The weakness of the May 9 agreements is to a large extent the consequence of the haste with which they were made. This is symptomatic of the dilemmas facing external actors involved in peace processes in the two Sudans. There are good reasons for accelerated processes: protracted warfare not only takes an unacceptable toll in terms of human lives and destroyed livelihoods, but it also undermines South Sudan as a political project. However, as the catastrophic outcome of the 2006 Darfur peace agreement illustrates, forcing through premature solutions in South Sudan may be devastating in the long run.

Øystein H. Rolandsen, senior researcher PRIO, and Sebabatso Manoeli, DPhil student, St. Antony’s College, Oxford University.


Since we published this analysis, the month of tranquility ceased sharply on 31 May as fighting reignited between SPLMiO and the GoSS troops.
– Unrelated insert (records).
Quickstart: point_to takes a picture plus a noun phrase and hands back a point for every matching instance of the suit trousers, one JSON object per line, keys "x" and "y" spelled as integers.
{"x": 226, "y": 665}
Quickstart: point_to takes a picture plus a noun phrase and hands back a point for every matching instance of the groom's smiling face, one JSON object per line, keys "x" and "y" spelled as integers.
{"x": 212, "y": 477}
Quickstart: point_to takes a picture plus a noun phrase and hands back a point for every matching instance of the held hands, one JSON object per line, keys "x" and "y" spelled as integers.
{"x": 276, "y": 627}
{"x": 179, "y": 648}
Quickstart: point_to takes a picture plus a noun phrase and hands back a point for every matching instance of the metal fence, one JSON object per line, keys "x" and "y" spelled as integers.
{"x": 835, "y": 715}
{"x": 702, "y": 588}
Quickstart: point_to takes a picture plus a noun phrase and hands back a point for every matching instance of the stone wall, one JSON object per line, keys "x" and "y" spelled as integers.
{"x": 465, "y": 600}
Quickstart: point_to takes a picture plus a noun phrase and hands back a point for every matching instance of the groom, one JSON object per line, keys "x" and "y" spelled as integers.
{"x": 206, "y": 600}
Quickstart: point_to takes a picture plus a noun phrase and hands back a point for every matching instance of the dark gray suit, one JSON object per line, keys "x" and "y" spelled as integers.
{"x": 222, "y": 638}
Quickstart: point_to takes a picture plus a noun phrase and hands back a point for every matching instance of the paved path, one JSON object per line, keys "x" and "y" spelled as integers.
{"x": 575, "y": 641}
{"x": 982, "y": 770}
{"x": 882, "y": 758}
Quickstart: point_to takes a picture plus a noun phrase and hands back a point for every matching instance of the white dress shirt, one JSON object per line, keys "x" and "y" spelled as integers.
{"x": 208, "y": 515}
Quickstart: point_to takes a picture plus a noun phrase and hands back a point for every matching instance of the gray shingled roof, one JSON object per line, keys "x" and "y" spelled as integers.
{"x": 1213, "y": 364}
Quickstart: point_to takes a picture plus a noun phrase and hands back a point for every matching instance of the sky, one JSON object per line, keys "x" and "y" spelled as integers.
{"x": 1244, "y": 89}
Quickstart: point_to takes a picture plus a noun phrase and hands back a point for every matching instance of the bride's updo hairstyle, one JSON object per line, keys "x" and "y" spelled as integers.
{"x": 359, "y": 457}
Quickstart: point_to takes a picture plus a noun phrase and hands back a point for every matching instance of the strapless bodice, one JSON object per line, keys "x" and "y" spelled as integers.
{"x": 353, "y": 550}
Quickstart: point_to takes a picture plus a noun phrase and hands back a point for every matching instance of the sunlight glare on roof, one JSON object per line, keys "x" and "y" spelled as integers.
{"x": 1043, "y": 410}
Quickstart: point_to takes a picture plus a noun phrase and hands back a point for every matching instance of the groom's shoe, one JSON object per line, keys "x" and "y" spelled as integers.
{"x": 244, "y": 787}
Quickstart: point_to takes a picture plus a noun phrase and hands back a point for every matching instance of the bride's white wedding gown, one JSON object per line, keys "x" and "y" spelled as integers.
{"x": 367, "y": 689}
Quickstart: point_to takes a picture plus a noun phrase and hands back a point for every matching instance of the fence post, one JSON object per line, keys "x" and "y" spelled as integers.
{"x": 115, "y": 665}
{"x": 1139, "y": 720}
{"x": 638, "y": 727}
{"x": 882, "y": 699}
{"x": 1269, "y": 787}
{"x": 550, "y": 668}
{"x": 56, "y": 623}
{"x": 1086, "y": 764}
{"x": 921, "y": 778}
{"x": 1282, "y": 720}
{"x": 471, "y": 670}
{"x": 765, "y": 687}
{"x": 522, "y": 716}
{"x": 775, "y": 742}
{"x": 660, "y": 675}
The recent events corroborate the argument that the external pressure exerted on the two signatories could not circumvent the essential ingredient for peace: political will, on both sides. The continuing conflict indicates that the two parties did not have a sense of ownership over the agreement, and that signing on 9 May may have been premature. The UN’s insistence on holding those who transgress the agreement accountable leads to questions about the kind of justice that can and will be meted out.